Mariateresa Fulciniti,

Roberto M. Lemoli,

Michele Cea

Publication year - 2021

Publication title -

haematologica

Language(s) - English

Resource type - Journals

SCImago Journal Rank - 2.782

H-Index - 142

eISSN - 1592-8721

pISSN - 0390-6078

DOI - 10.3324/haematol.2021.279276

Subject(s) - spliceosome , cancer research , venetoclax , mcl1 , biology , rna splicing , context (archaeology) , epigenetics , myeloid leukemia , reprogramming , leukemia , microbiology and biotechnology , cell , chronic lymphocytic leukemia , gene , downregulation and upregulation , immunology , genetics , rna , paleontology

Identification of novel vulnerabilities in the context of therapeutic resistance is emerging as key challenge for cancer treatment. Recent studies have detected pervasive aberrant splicing in cancer cells, supporting its targeting for novel therapeutic strategies. Here, we evaluated the expression of several spliceosome machinery components in multiple myeloma (MM) cells and the impact of splicing modulation on tumor cell growth and viability. A comprehensive gene expression analysis confirmed the reported deregulation of spliceosome machinery components in MM cells, compared to normal plasma cells (PCs) from healthy donors, with its pharmacological and genetic modulation resulting in impaired growth and survival of MM cell lines and patient-derived malignant PCs.
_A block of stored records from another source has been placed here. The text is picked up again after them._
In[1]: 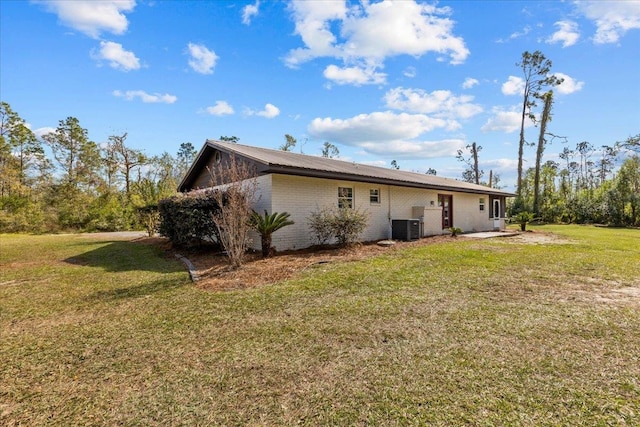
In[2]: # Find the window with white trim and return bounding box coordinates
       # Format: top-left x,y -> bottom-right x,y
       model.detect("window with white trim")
338,187 -> 353,208
369,188 -> 380,205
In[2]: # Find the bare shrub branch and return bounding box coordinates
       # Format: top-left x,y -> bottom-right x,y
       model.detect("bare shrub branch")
209,155 -> 258,269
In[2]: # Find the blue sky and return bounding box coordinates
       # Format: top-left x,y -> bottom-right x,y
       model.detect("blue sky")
0,0 -> 640,188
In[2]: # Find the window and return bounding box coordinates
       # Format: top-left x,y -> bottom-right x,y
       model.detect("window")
369,188 -> 380,205
338,187 -> 353,208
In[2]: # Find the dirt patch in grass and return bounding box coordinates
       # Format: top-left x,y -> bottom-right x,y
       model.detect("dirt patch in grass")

Consistent with this, transcriptomic analysis revealed deregulation of BCL2 family members, including decrease of antiapoptotic long form of myeloid cell leukemia-1 (MCL1) expression, as crucial for “priming” MM cells for Venetoclax activity in vitro and in vivo, irrespective of t(11;14) status. Overall, our data provide a rationale for supporting the clinical use of splicing modulators as a strategy to reprogram apoptotic dependencies and make all MM patients more vulnerable to BCL2 inhibitors.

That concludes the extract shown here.